Billions of dollars in investment has been poured into tourist infrastructure, including a 27-hole golf course, a casino and an eight-km cable car linking the main island with the smaller Hom Thom Island.

Local government officials said hotels are being built in Phu Quoc to prepare for as many as 3 million visitors a year by 2020, up from 1.45 million recorded last year, with 14% of them foreigners, mostly from Europe.

Vietnamese officials are keen to position Phu Quoc alongside Phuket and Bali, as Vietnam has put overall tourism promotion high on its national agenda.

According to Vietnam's Government Statistics Office, international visitors to the country as a whole rose 28.4% in the first nine months of this year to 9.44 million. Some 7 million of those visitors were from Asia, over half of them from China and South Korea.

Last year, the overall number of international arrivals to Vietnam exceeded 10 million, up 26% year-on-year.

By 2020, the socialist state targets tourism to generate $35 billion, contributing an estimated 10% to GDP.

The introduction of a visa waiver policy for foreigners visiting the island for up to 30 days is being used to draw foreign visitors to Phu Quoc.

Meanwhile, the island was christened a special economic zone by the Vietnamese government to help propel development and create a platform to drive its tourism agenda.

Vietnamese planners have set an ambitious economic growth target for Phu Quoc at 25-30% a year.


Current international flight connections with Phu Quoc are regarded by international industry executives as being too few to raise arrival numbers to the island at the speed they want to see.

There are a few charter flights operated by tour service companies like Tui Travel that ferry holidaymakers from Europe to Phu Quoc, mostly during the winter season.

International airlines serving Phu Quoc include China Southern and Jetstar Pacific, which is majority-owned by flag carrier Vietnam Airlines.

Vietnam's low-cost carrier VietJet and Vietnam Airlines operate frequent daily services from mainland Vietnam to Phu Quoc.
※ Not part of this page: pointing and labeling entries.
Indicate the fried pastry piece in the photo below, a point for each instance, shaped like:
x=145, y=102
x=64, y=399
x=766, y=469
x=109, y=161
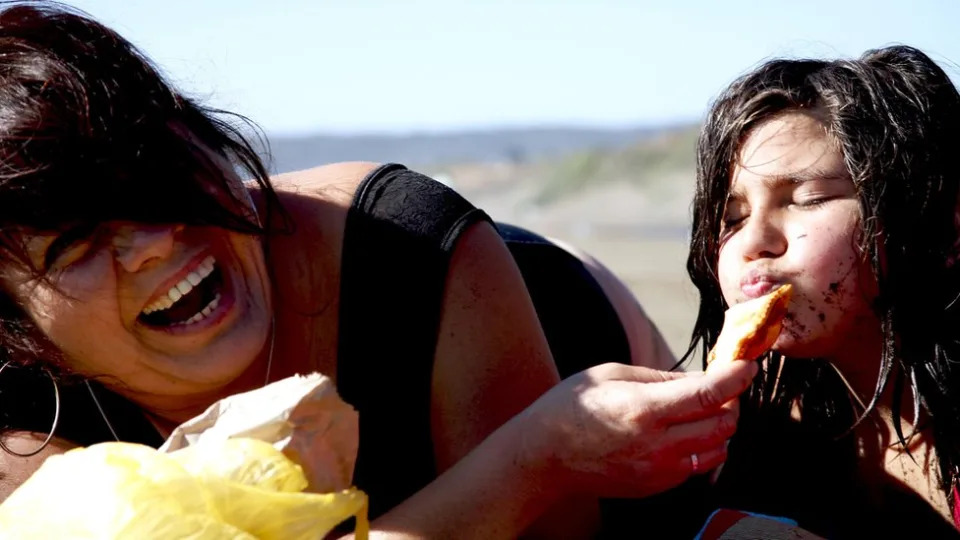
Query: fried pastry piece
x=751, y=328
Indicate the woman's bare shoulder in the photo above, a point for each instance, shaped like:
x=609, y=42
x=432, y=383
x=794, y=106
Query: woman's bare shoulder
x=14, y=470
x=332, y=183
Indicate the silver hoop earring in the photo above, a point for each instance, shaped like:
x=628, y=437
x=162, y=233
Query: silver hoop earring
x=56, y=417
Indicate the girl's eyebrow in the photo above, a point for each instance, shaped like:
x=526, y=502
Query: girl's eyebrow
x=806, y=175
x=775, y=181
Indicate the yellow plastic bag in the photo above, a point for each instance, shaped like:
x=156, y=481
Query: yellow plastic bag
x=237, y=489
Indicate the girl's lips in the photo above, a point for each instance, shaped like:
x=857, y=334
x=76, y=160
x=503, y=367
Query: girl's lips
x=756, y=288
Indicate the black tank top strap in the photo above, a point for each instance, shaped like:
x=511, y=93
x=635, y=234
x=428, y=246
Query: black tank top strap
x=401, y=230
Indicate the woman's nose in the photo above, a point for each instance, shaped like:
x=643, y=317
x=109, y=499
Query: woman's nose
x=136, y=245
x=763, y=237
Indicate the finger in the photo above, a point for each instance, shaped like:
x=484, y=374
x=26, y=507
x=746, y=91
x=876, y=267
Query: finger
x=624, y=372
x=693, y=398
x=701, y=435
x=706, y=461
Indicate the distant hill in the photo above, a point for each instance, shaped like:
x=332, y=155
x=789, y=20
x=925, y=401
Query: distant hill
x=640, y=189
x=574, y=183
x=519, y=145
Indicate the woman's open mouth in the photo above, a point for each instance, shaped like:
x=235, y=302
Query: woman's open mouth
x=190, y=301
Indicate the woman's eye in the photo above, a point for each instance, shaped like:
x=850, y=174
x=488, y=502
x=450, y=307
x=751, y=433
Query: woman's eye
x=70, y=246
x=812, y=202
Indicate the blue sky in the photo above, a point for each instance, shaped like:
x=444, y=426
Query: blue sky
x=300, y=66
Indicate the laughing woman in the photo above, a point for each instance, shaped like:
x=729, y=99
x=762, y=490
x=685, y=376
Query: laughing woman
x=145, y=280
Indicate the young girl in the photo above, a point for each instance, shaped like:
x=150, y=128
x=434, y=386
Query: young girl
x=840, y=178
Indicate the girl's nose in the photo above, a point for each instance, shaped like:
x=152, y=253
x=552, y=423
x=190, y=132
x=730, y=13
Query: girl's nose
x=136, y=245
x=762, y=238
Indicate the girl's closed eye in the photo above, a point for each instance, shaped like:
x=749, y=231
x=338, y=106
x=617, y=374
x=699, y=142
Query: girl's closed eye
x=71, y=246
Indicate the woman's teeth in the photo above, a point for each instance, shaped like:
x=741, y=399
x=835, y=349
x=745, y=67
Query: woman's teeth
x=203, y=312
x=183, y=287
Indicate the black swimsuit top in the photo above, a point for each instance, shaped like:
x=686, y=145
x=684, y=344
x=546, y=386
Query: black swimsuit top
x=401, y=232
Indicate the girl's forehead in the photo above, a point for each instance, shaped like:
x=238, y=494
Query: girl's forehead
x=791, y=147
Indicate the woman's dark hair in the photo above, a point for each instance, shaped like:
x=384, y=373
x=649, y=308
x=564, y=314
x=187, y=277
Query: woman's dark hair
x=90, y=132
x=896, y=118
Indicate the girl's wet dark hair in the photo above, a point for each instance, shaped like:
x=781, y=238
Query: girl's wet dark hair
x=895, y=115
x=90, y=132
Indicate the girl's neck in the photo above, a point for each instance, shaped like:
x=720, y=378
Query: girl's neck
x=885, y=461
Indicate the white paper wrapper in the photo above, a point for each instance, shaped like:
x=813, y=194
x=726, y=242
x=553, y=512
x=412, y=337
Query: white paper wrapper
x=302, y=416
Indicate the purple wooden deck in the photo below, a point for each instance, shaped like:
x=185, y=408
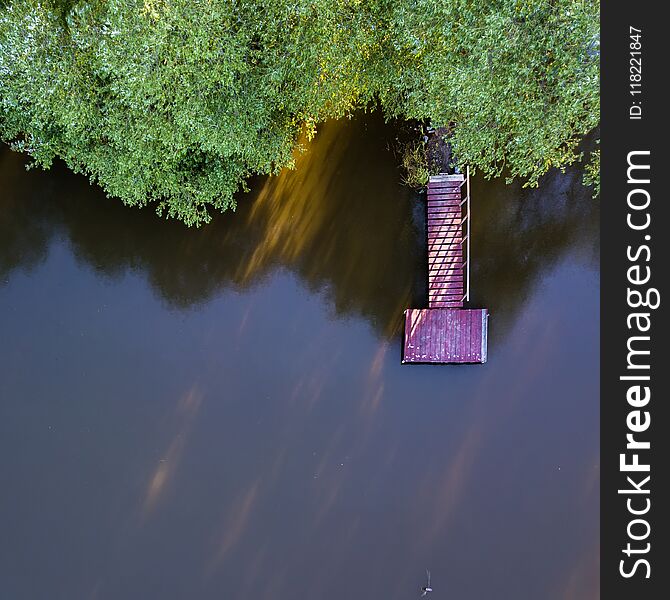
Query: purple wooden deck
x=445, y=332
x=445, y=335
x=445, y=242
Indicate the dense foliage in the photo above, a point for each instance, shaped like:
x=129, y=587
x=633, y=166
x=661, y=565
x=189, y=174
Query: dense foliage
x=176, y=102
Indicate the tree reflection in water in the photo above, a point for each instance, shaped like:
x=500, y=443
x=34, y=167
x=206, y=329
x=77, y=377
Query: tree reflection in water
x=341, y=221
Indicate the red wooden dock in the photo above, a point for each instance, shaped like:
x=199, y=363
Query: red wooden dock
x=445, y=332
x=446, y=287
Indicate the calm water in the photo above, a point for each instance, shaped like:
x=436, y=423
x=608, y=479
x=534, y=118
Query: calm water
x=222, y=413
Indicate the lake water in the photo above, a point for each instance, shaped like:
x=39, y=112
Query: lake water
x=222, y=413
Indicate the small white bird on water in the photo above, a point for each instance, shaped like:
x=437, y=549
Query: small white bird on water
x=426, y=588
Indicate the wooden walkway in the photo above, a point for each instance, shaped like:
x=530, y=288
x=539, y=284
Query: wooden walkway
x=445, y=332
x=446, y=287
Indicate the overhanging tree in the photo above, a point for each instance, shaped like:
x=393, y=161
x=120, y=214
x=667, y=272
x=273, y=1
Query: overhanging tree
x=176, y=102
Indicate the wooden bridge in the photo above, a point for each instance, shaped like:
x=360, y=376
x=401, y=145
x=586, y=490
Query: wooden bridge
x=445, y=332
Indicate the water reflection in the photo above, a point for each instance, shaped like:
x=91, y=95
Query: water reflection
x=234, y=439
x=341, y=221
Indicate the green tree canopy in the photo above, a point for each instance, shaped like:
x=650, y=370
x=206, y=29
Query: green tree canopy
x=176, y=102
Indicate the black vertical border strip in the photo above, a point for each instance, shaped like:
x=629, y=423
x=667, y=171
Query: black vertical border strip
x=621, y=135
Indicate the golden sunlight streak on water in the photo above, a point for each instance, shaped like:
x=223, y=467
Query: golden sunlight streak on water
x=186, y=410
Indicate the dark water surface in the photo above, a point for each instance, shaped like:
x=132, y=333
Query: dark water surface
x=222, y=413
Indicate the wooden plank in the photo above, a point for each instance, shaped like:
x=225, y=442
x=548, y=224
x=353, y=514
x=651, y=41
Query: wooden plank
x=447, y=177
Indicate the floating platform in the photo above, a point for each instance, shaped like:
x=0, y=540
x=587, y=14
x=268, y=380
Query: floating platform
x=445, y=335
x=445, y=332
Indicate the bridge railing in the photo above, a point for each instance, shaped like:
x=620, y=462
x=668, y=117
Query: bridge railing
x=465, y=205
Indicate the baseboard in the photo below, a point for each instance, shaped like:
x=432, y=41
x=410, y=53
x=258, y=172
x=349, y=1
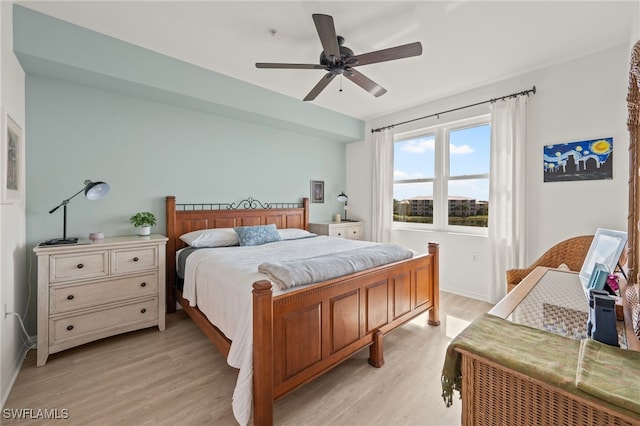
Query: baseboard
x=470, y=294
x=8, y=385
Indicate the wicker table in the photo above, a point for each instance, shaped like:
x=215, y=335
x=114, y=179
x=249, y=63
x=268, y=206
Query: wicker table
x=553, y=300
x=492, y=393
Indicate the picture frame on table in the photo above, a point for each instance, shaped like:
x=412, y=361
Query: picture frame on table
x=12, y=161
x=317, y=191
x=605, y=250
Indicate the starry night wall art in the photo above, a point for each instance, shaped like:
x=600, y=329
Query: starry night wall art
x=586, y=160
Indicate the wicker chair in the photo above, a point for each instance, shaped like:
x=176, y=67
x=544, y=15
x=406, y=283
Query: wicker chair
x=571, y=252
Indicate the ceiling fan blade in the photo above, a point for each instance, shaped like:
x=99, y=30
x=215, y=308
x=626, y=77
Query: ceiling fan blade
x=327, y=34
x=365, y=82
x=320, y=86
x=293, y=66
x=398, y=52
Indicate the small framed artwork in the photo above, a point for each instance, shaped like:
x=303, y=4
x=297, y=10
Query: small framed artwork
x=317, y=191
x=575, y=161
x=11, y=176
x=604, y=252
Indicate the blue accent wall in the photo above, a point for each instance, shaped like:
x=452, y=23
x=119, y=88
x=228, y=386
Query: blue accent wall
x=101, y=109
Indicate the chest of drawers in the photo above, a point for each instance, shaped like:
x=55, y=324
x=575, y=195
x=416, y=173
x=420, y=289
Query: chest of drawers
x=91, y=291
x=349, y=230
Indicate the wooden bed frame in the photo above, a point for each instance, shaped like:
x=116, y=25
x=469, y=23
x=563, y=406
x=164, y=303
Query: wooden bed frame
x=299, y=335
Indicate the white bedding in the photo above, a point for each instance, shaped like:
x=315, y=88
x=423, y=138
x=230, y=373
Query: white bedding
x=219, y=281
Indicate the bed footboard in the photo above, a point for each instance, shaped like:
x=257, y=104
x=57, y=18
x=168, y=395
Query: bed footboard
x=301, y=334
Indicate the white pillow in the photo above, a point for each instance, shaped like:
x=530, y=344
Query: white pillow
x=218, y=237
x=294, y=233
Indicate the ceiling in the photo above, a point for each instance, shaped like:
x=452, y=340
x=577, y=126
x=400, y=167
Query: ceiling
x=466, y=44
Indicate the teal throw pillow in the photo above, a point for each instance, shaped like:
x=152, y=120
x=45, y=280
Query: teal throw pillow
x=257, y=235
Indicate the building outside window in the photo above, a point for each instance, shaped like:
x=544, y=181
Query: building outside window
x=441, y=177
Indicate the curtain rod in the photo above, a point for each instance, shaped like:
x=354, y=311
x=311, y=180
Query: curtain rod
x=501, y=98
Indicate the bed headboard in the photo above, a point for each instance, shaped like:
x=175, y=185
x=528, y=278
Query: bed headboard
x=183, y=218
Phu Quoc's tourism industry hailed Bangkok Airways' recent launch of non-stop service between Bangkok and the island as a boon to tourism promotion plans.

"More direct and frequent air links with Bangkok will be a key driver for Phu Quoc's tourism scene because the Thai capital is a de facto air hub in this region, said Melia's Mr Mateo.

Bangkok Airways commenced regular flights from Bangkok's Suvarnabhumi airport to Phu Quoc on Oct 29 with four flights a week on an ATR72-600 turboprop with 70 seats.

Bangkok Airways became the first carrier to directly link Phu Quoc with the Thai capital.

Bangkok Airways aims to feed international passenger traffic to Phu Quoc from long-haul flights operated by its 24 code-share partners, including Air France, KLM and British Airways, which have connecting flights at the Suvarnabhumi base.

Varong Israsena, vice-president for sales at Bangkok Airways, said initial response to its Phu Quoc service is encouraging, with an average of 70-80% of seats on each flight taken.

Puttipong Prasarttong-Osoth, president of Bangkok Airways, said there is potential for the airline to increase the frequency of its service to Phu Quoc or even deploy higher-capacity aircraft on the route over the next year.

Industry executives said Phu Quoc has a long way to go before reaching parity with Phuket, but Vietnam has shown a willingness to put in the work.